In an improving economic environment with potentially favorable policy changes ahead, investors may consider an overweight position in financial sector stocks, notably banks and related exchange traded funds.

“We like U.S. banks because of sustained economic growth, normalizing monetary policy and prospects for deregulation and increased payouts,” according to BlackRock strategists.

As conditions improve, the Federal Reserve will tighten its monetary policy to obviate an overheating economy. The central bank has already outlined plans to start winding down its trillion dollar balance sheet in October and left a December rate hike open.

Investors should anticipate a tighter policy as a key inflation gauge this week could confirm U.S. inflation is moving toward the Fed’s 2% target.

“We think investors are still underestimating the potential for rates to move up and the yield curve to steepen, both critical to banks’ profitability,” according to BlackRock.

The annual stress test has also paved the way for the biggest U.S. banks, increasing investors’ outlook for more stock buybacks and dividend payouts.

Deregulation could also help the financial sector improve their margins. President Donald Trump’s administration has shown its eagerness in cutting back the red tape and remove some of the post-financial crisis regulations that has stifled the industry.

“U.S. banks have lagged the broader market and European peers year-to-date. We believe this trend has turned. We see the group up in the medium term on sustained economic growth, Fed normalization and prospects for deregulation and payouts,” according to BlackRock.

BlackRock also argued that U.S. regional banks could benefit the most as they tend to have a larger share of businesses in traditional banking services, such as loans and deposits, compared to their larger peers.

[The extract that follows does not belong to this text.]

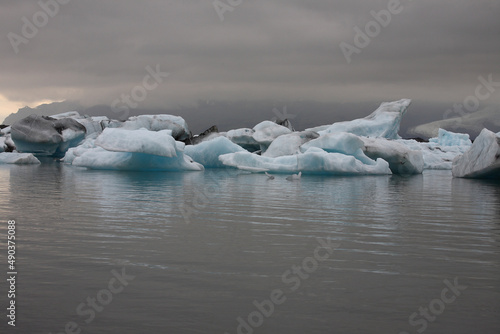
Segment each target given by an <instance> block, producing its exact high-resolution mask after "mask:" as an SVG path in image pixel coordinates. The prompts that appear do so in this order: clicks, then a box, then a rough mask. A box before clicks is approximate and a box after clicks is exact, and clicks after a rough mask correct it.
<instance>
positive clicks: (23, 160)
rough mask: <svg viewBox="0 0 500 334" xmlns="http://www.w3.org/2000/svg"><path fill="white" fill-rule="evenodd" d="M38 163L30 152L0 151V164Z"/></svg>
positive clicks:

Looking ahead, analysts project U.S. bank earnings to expand 12.8% in 2018, and BlackRock sees “scope for this number to improve.” Furthermore, the sector is trading at cheap valuations, with U.S. banks discounted by24% compared to 5% for European banks.

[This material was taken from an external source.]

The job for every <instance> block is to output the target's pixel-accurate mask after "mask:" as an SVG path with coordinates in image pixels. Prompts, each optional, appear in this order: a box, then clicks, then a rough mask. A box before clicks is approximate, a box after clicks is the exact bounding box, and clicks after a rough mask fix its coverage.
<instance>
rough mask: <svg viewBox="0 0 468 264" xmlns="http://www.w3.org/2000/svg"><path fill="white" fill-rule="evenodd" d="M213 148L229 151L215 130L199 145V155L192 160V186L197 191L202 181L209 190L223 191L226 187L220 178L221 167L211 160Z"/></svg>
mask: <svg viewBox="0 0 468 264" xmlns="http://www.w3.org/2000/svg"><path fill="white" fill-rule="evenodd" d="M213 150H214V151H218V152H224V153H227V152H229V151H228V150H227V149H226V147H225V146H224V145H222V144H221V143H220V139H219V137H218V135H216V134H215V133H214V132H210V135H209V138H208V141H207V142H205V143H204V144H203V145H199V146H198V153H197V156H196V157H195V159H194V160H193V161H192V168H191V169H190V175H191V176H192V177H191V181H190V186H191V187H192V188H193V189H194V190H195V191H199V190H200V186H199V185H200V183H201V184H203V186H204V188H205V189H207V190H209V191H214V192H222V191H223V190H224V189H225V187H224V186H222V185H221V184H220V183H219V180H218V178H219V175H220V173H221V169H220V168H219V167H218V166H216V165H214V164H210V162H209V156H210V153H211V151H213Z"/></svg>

Investors interested in gaining exposure to the banking industry can look to broad financial plays such as the Fidelity MSCI Financials Index ETF (NYSEArca: FNCL), Financial Select Sector SPDR (NYSEArca: XLF), iShares U.S. Financials ETF (NYSEArca: IYF) and Vanguard Financials ETF (NYSEArca: VFH). However, these broad plays mostly target large-cap Wall Street banks.

For smaller bank exposures, investors can look to options like the iShares U.S. Regional Banks ETF (NYSEArca: IAT), SPDR S&P Regional Banking ETF (NYSEArca: KRE), PowerShares KBW Regional Bank Portfolio (NYSEArca: KBWR) and SPDR S&P Bank ETF (NYSEArca: KBE), which take a larger focus mid- and small-sized regional banks.